Resumo de Jó 9: o que diz e o que significa
Jó responde a Bildade, afirmando que ninguém pode ser justo diante de Deus, dado seu poder e sabedoria incompreensíveis. Ele descreve a soberania divina sobre a natureza e o sofrimento humano, lamentando que não há mediador entre ele e Deus. Jó conclui que, mesmo inocente, sua própria boca o condenaria diante de um Deus tão transcendente.
Ler Jó 9 na íntegra — 35 versículos.
A impossibilidade de ser justo diante de Deus
Jó inicia concordando com o princípio geral da justiça divina, mas questiona como um ser humano pode ser justo diante de Deus (Jó 9:2). Ele argumenta que, mesmo que quisesse disputar com Deus, não conseguiria responder a uma pergunta entre mil, pois Deus é sábio e poderoso (Jó 9:3-4). A ênfase está na absoluta superioridade de Deus, que ninguém pode desafiar e sair ileso.
O poder soberano de Deus sobre a criação
Jó descreve o poder de Deus sobre a natureza: transporta montanhas, remove a terra, ordena ao sol que não brilhe, estende os céus e anda sobre o mar (Jó 9:5-8).

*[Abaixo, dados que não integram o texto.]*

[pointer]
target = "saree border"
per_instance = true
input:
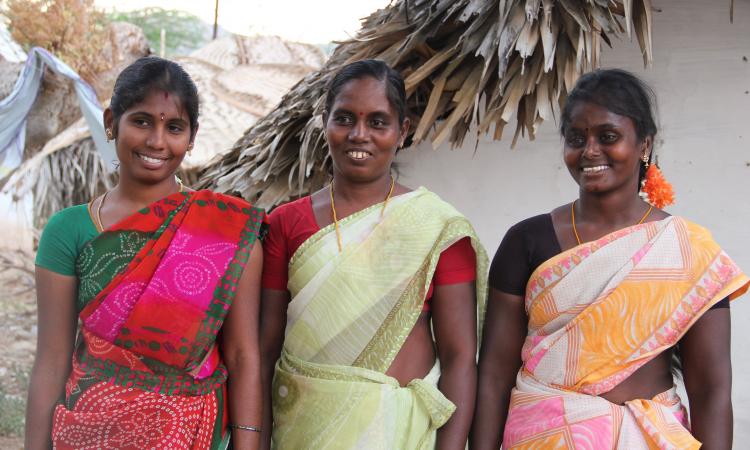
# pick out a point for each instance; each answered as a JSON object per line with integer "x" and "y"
{"x": 379, "y": 353}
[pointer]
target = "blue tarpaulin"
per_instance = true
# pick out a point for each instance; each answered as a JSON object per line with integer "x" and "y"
{"x": 16, "y": 106}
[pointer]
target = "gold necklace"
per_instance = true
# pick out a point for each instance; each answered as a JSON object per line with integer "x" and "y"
{"x": 573, "y": 218}
{"x": 101, "y": 202}
{"x": 335, "y": 217}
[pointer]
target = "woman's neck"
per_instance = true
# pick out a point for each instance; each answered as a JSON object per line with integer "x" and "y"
{"x": 616, "y": 209}
{"x": 361, "y": 194}
{"x": 141, "y": 194}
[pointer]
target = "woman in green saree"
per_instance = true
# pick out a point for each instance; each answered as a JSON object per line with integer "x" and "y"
{"x": 165, "y": 283}
{"x": 358, "y": 358}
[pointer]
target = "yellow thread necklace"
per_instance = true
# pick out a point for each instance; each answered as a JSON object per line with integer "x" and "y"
{"x": 101, "y": 202}
{"x": 335, "y": 217}
{"x": 573, "y": 218}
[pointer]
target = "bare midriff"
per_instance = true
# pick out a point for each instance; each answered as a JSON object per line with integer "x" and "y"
{"x": 650, "y": 380}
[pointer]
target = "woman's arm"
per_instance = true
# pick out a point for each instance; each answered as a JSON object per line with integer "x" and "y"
{"x": 499, "y": 361}
{"x": 241, "y": 353}
{"x": 272, "y": 325}
{"x": 454, "y": 320}
{"x": 707, "y": 371}
{"x": 56, "y": 327}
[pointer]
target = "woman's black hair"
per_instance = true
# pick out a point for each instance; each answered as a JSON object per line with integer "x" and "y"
{"x": 622, "y": 93}
{"x": 149, "y": 74}
{"x": 394, "y": 83}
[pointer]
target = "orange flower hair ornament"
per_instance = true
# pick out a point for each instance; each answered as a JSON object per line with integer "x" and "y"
{"x": 658, "y": 190}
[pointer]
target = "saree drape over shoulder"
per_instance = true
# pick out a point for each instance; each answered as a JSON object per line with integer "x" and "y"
{"x": 154, "y": 291}
{"x": 350, "y": 314}
{"x": 597, "y": 313}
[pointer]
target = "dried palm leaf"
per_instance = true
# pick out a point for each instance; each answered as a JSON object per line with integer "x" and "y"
{"x": 468, "y": 65}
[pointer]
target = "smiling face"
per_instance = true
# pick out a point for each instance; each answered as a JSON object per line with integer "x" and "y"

Ele criou as constelações e realiza maravilhas incompreensíveis (Jó 9:9-10). Deus passa sem ser visto, e ninguém pode impedi-lo ou questioná-lo (Jó 9:11-12). Até os assistentes de Raabe se curvam diante dele (Jó 9:13).
O sofrimento de Jó e a falta de um mediador
Jó afirma que, mesmo sendo justo, não poderia responder a Deus; só pediria misericórdia (Jó 9:14-15). Ele sente que Deus o quebranta com tempestade e multiplica suas feridas sem causa, não o deixando respirar (Jó 9:17-18). Jó conclui que não há árbitro entre ele e Deus, alguém que pudesse pôr a mão sobre ambos e tirar a vara de Deus (Jó 9:33-34). Sem esse mediador, Jó não ousa falar livremente (Jó 9:35).
Versículos-chave de Jó 9
- Jó 9:2
Na verdade sei que é assim; mas como pode o ser humano ser justo diante de Deus?
- Jó 9:15
A ele, ainda que eu fosse justo, não lhe responderia; a meu juiz pediria misericórdia.